Oddly, both stories repeatedly refer to the Samarra bombing as though it just . . . happened. As if it were some kind of inevitable act of nature. For example:

It is not uncommon to hear Iraqis speaking of civil war as if it has become inevitable, as if the only questions worth asking are when it will begin, what will spark it — or whether they will one day look back and realize that this civil war, this ambiguous threat, was already underway when the Golden Mosque in Samarra was blown up.

Boom! It was just blown up! Who knows who did it?! It just was blown up!

or this:

A second U.S. official said that the ineffectiveness of some Iraqi units after Wednesday’s bomb attack on the Shiite shrine in Samarra should not have been cause for surprise.

Who did the bomb attack? The story says nothing about it until the final paragraphs.

Jeff Goldstein says:

If ever we needed a propaganda campaign of our own, now is the time. Western newspapers all over the globe should be pointing out WHO IS BEHIND the attack, and WHAT THEIR AIMS ARE.

I’d disagree with this slightly, in the sense that I don’t think we need a “propaganda campaign.” We just need the truth.
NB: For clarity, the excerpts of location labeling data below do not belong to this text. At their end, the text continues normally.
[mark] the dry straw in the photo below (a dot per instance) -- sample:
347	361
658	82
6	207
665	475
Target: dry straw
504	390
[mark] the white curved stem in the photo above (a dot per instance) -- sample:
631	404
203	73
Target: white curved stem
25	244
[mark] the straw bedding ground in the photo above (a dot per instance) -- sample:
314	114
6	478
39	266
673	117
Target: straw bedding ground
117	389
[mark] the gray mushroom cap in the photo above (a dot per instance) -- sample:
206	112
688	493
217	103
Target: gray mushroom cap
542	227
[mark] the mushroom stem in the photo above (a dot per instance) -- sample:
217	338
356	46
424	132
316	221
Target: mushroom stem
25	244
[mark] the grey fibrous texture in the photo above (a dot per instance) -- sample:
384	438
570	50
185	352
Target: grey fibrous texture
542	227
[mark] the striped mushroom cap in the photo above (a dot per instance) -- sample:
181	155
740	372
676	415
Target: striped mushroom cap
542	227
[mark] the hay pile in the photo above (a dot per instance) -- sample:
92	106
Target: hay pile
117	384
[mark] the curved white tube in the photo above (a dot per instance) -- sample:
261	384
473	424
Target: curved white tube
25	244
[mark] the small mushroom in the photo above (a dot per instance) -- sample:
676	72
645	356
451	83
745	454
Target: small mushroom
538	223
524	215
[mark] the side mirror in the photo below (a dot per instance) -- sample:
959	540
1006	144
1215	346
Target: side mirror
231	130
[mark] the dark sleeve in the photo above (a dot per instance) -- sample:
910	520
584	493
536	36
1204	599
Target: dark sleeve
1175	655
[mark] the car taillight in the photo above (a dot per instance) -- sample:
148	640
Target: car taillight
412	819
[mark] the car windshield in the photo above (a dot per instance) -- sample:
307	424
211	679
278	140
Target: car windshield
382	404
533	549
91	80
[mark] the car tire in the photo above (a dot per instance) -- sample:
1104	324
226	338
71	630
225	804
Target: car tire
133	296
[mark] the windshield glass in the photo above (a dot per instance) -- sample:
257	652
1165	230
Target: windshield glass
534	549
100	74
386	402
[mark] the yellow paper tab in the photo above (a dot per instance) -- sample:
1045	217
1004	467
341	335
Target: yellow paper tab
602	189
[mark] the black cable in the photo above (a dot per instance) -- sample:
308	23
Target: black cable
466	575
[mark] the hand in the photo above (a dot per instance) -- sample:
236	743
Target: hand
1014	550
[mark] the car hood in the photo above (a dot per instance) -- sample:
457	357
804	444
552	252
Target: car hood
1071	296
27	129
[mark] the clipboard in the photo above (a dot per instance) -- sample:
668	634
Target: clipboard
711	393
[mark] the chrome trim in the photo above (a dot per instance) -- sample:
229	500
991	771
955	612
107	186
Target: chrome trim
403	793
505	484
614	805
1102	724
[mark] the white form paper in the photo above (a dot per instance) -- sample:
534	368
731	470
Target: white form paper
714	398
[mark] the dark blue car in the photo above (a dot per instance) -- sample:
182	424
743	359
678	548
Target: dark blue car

If Zarqawi and Al Qaeda may have been behind this — if, indeed, as the editorial quotes Jack Straw as saying, the attack bears “the hallmark of an Al Qaeda attack” — then all we need is the truth.

Of course, if our news media is simply going to whisper it, it’s going to be a lot harder to get the message out, won’t it?

3 Responses to “The Power of the Jump™: Los Angeles Times Buries Possible Connection Between Samarra Bombing and Al Qaeda”

  1. that the attack on the Dome at Samara was CARRIED OUT BY AL QAEDA FOR THE EXPRESS PURPOSES OF FOMENTING A CIVIL WAR?

    Because we have no idea who carried this out and for what purposes. Just the idea that its ‘consistent’ with Al-qaeda. Like we used to say all the time that something bore the ‘hallmarks’ of al-qaeda.

    Also, its not clear how it helps that the western world be subject to jeff’s ‘propaganda.’

    actus (ebc508)

  2. I agree it’s not clear, but the fact that it bears the hallmarks of an Al Qaeda attack, and that the government suspects that Zarqawi was involved, is a bigger story than the L.A. Times has treated it.

    Patterico (8ccd07)

  3. but the fact that it bears the hallmarks of an Al Qaeda attack

    What the hell does this mean? Nobody died. It wasn’t a suicide operation. What’s ‘hallmark’ about this.

    and that the government suspects that Zarqawi was involved

    But the suspicion is also this same ‘consistency’ crap. We got nothing. The big story is who the Iraqis are blaming, not the fact that we think this has the hallmarks of al-qaeda: A non-suicide operation that kills no-one.